Yeah, I see a bunch of praise and references to unfamiliar features/syntax and it makes it hard to follow and to form an opinion about.
Honestly the tone of the article was so smug and condescending that I couldn’t finish it.
wow... I did not get that _at all_ ; opinionated maybe, do I have to share all these opinions to the degree to which they've been expressed? No, but condescending? To whom? To duck typed languages?
It's condescending to the people who've noticed they make mistakes and so value a language which is designed accordingly:
"So, put simply, yes, you can shoot yourself in the foot, and the caliber is enormous. But you’re being treated like an adult the whole time"
That is, those of us who've noticed we make mistakes aren't adults we're children and this is a proper grown-up language -- pretty much the definition of condescending.

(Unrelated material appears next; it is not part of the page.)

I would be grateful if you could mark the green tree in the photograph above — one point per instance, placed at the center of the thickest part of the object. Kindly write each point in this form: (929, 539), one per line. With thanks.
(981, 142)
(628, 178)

I can't tell if you're joking or not, but if you aren't, no one is calling you a child. The article is obviously saying that the compiler doesn't stop you from doing dumb things, which is a privilege generally only extended to adults. Nobody is saying anyone who makes mistakes is a child.
If you feel this article is smug and condescending, don't start watching the language designer's stream too soon.
The least you can say is that he is _opinionated_. Even his friend Casey Muratori is "friendly" in comparison, at least trying to publish courses to elevate us masses of unworthy typescript coders to the higher planes of programming.
Jblow just want you to feel dumb for not programming right. He's unforgiving, Socrate's style.
The worst thing is : he might be right, most of the time.
We would not know, cause we find him infuriating, and, to be honest, we're just too dumb.
In my experience programming is more about formalising the domain of the problem than it is about shuffling bits around. Take a minute more than need and you'll lose hundreds. Get the answer wrong? Lose millions. Domains where you deprioritise correctness for speed just... don't seem that interesting too me. No need to look down on memory managed languages. Personally, Haskell and APL impressive me more, but I don't have shit on the author for being stuck in an imperative paradigm.
Wonder when will Jai open beta happen
If all goes according to plan, late this year. https://youtu.be/jamU6SQBtxk?si=hDbwZQX2MtFiwun8
odin has replaced the need for jai, and even then, i'm not sure there is a need for "yet another sugar for LLVM"
they show an adoration for C, and they both hate C++, yet they chose C++ for their compiler, go figure
I am not interested. I am just trying to code with C3 and make some binding with another language like C and Zig, it is quiet easy and fun. I think it's enough for me to learn kinds of language than using jai that never released the compiler to the public till now.